座山雕把玩着手上的飞刀,狞笑道:“扬言什么,他奶奶的,你说啊。”

“扬言要踏平威虎山!”小土匪咽了口唾沫,鼓起勇气道。

“知道了,滚吧。”座山雕仿佛预先知道秦军会来,毫不在意道。

待小土匪屁滚尿流地走了之后,威虎山二当家座山虎皱眉道:“大哥,平常我们没少给陆仁甲那家伙孝敬啊,他这次带兵前来,莫不是又想捞一笔好处?”
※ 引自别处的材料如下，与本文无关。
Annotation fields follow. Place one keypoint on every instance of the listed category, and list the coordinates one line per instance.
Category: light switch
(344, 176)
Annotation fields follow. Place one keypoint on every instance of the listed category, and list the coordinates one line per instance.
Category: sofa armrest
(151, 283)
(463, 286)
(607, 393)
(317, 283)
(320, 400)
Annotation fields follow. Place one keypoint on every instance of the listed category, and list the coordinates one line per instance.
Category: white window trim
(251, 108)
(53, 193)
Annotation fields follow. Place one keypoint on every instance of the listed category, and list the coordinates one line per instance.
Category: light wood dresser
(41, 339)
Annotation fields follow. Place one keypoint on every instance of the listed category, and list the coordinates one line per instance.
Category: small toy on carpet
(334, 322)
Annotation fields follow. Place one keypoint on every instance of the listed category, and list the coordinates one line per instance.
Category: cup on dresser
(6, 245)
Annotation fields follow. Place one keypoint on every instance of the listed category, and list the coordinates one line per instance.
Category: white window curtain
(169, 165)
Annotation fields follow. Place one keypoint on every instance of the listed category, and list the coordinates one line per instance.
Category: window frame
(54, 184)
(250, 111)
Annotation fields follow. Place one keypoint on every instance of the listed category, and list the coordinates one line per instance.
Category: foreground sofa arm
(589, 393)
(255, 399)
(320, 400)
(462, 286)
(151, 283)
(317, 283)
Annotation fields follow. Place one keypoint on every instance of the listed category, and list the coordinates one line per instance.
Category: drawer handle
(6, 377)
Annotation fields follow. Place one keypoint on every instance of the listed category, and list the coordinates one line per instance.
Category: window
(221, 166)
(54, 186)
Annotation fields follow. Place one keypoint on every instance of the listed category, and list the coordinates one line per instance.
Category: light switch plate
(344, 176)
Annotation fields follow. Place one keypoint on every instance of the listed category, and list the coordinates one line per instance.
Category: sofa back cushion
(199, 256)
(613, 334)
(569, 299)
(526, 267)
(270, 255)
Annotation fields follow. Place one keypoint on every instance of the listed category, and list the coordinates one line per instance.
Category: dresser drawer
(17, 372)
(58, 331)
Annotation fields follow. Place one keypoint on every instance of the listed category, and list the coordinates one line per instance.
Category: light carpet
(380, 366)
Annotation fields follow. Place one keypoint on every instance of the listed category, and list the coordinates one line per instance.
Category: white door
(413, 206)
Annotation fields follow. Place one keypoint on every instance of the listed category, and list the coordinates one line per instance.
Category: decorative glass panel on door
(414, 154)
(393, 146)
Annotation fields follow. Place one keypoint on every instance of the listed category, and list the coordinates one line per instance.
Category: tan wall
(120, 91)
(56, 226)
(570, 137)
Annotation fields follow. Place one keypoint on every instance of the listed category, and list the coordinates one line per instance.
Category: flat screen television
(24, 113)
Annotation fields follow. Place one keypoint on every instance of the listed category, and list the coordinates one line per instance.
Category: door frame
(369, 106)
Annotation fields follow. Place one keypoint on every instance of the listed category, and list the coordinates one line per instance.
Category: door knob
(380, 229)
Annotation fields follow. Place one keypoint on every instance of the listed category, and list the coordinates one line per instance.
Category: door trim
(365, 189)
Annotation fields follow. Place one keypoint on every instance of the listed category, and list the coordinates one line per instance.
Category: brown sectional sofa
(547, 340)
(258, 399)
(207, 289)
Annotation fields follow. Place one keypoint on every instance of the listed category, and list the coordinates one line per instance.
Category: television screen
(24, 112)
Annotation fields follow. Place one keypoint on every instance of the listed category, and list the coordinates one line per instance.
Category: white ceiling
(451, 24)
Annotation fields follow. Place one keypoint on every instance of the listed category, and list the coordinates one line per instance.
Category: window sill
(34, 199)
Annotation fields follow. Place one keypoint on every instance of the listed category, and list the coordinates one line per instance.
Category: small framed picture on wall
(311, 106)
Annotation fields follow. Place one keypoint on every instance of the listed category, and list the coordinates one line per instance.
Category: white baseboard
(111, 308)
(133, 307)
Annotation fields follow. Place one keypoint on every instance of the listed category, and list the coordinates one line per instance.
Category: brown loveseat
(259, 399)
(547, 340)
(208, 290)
三当家座山狼豪言壮语地说:“还是这老小子又要应付朝廷交待的剿匪任务,要不给他砍一些上次掳来村民的脑袋,让他交差算了!”

“陆仁甲已经死了。”座山雕风轻云淡道。

“什么!”

在场的几个头目你看我、我看你,因为这件事比秦军前来攻打威虎山更令他们吃惊。

因为以往陆仁甲也带兵前来过,不过按照座山虎和座山狼的说法,行事了之后,秦军倒像是来塞外旅游一番。

狄道右县尉陆仁甲或是养寇自重,或是干脆的贪财,导致威虎山匪寇在他英明神武的治理下,非但没有好转,反而愈加壮大。

交钱保平安的道理,威虎山土匪深知,乃至每次无本买卖后,都会给陆仁甲孝敬。

陆仁甲这个他们的战略合作伙伴也十分讲诚信,在每次收到好处后,都会堂而皇之地将事情压下来。

这样的相处模式,倒也令双方一直平安无事。

可现在陆仁甲却死了,而领头的军官好像要玩真的一样,这就有些棘手了。

二当家座山虎问道:“大哥,他是怎么死的?”

“被一个来自咸阳的提刀人,以杀良冒功的罪名砍了。”

其他人都不知道的事,座山雕却好像十分了解。

“又他奶奶的是提刀人!”三当家座山狼听见提刀人,当即将自己身前的桌案一脚踹飞。

他本是上郡的私盐贩子,大秦自从商鞅变法后实行盐铁官营,贩卖私盐是满门抄斩之罪。

可座山狼依然铤而走险,后来被提刀人依法查获,官府处决了他的全家。

但他凭借七品练神境的身手,打死了官差,流亡至陇西塞外,做起了马匪。

所以座山狼可谓是与整个提刀人衙门有不共戴天之仇。

“三弟冷静。”座山虎劝导道,后又扭头看向座山雕,继续问:“那么此番带兵的军官是谁?陇西郡贼曹橼槐木吗?”

对于这个从底层靠战功爬上来的贼曹橼,座山虎有些畏惧。

“不,是原狄道左尉,现任狄道县右尉的王经!”

座山雕眼神带着戏虐,嘴角含笑道。